Machine Learning‐Based Detection of Weather Fronts and Associated Extreme Precipitation in Historical and Future Climates



Extreme precipitation events, including those associated with weather fronts, have wide-ranging impacts across the world. Here we use a deep learning algorithm to identify weather fronts in high resolution Community Earth System Model (CESM) simulations over the contiguous United States (CONUS), and evaluate the results using observational and reanalysis products. We further compare results between CESM simulations using present-day and future climate forcing, to study how these features might change with climate change. We find that detected front frequencies in CESM have seasonally varying spatial patterns and responses to climate change and are found to be associated with modeled changes in large scale circulation such as the jet stream. We also associate the detected fronts with precipitation and find that total and extreme frontal precipitation mostly decreases with climate change, with some seasonal and regional differences. Decreases in Northern Hemisphere summer frontal precipitation are largely driven by changes in the frequency of different front types, especially cold and stationary fronts. On the other hand, Northern Hemisphere winter exhibits some regional increases in frontal precipitation that are largely driven by changes in frontal precipitation intensity.

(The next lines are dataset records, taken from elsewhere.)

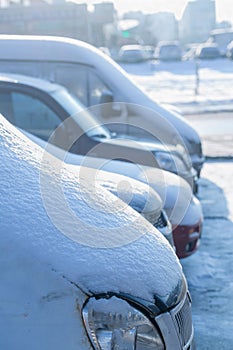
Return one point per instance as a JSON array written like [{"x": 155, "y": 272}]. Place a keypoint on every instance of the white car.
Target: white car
[
  {"x": 96, "y": 79},
  {"x": 75, "y": 275},
  {"x": 181, "y": 206}
]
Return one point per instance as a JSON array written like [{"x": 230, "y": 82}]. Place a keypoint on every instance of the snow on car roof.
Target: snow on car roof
[
  {"x": 41, "y": 84},
  {"x": 93, "y": 252}
]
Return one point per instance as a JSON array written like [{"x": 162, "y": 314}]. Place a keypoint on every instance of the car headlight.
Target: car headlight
[
  {"x": 114, "y": 324},
  {"x": 170, "y": 162}
]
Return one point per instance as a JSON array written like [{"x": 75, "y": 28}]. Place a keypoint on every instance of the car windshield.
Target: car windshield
[{"x": 87, "y": 122}]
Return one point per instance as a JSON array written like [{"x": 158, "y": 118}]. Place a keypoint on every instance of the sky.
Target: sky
[{"x": 224, "y": 8}]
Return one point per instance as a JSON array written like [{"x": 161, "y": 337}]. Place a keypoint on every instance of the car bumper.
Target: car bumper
[
  {"x": 187, "y": 239},
  {"x": 197, "y": 163},
  {"x": 176, "y": 327},
  {"x": 192, "y": 179}
]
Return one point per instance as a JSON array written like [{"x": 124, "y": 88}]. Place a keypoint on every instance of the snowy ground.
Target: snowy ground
[
  {"x": 175, "y": 83},
  {"x": 210, "y": 271}
]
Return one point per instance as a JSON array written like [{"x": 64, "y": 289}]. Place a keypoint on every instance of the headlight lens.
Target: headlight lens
[
  {"x": 170, "y": 162},
  {"x": 112, "y": 324},
  {"x": 152, "y": 216}
]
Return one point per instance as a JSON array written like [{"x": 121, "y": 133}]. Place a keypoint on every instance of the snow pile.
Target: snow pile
[
  {"x": 176, "y": 195},
  {"x": 175, "y": 83},
  {"x": 27, "y": 230}
]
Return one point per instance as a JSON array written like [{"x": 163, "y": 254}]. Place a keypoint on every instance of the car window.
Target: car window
[
  {"x": 33, "y": 115},
  {"x": 97, "y": 88},
  {"x": 74, "y": 78}
]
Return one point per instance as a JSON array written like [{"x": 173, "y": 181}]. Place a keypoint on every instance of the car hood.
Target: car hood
[
  {"x": 146, "y": 144},
  {"x": 76, "y": 231}
]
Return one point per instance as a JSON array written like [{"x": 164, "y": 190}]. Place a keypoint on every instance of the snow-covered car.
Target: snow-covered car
[
  {"x": 45, "y": 109},
  {"x": 79, "y": 278},
  {"x": 208, "y": 51},
  {"x": 168, "y": 51},
  {"x": 132, "y": 54},
  {"x": 95, "y": 78},
  {"x": 229, "y": 51},
  {"x": 182, "y": 208}
]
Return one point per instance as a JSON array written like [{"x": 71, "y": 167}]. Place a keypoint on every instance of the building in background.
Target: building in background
[
  {"x": 198, "y": 19},
  {"x": 38, "y": 17}
]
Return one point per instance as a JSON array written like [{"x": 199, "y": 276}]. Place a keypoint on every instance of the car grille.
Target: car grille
[
  {"x": 183, "y": 322},
  {"x": 161, "y": 221}
]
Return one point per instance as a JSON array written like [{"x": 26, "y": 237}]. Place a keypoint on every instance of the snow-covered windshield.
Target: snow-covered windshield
[{"x": 88, "y": 123}]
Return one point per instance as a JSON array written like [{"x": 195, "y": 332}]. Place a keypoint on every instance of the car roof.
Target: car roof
[{"x": 37, "y": 83}]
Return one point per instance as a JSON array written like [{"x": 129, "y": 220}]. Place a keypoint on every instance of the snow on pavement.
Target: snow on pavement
[{"x": 210, "y": 271}]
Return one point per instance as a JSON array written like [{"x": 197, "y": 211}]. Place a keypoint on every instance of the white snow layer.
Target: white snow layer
[
  {"x": 106, "y": 246},
  {"x": 175, "y": 83}
]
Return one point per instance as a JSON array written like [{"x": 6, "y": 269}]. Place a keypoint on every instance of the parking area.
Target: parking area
[{"x": 209, "y": 272}]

While CONUS mean and extreme precipitation generally increase during all seasons in these climate change simulations, the likelihood of frontal extreme precipitation decreases, demonstrating that extreme precipitation has seasonally varying sources and mechanisms that will continue to evolve with climate change.

Dagon, Katherine, John E Truesdale, James C. Biard, Kenneth E. Kunkel, Gerald A. Meehl, and Maria J. Molina. 2022. “Machine Learning‐Based Detection Of Weather Fronts And Associated Extreme Precipitation In Historical And Future Climates”. Journal Of Geophysical Research: Atmospheres 127 (21). American Geophysical Union (AGU). doi:10.1029/2022jd037038.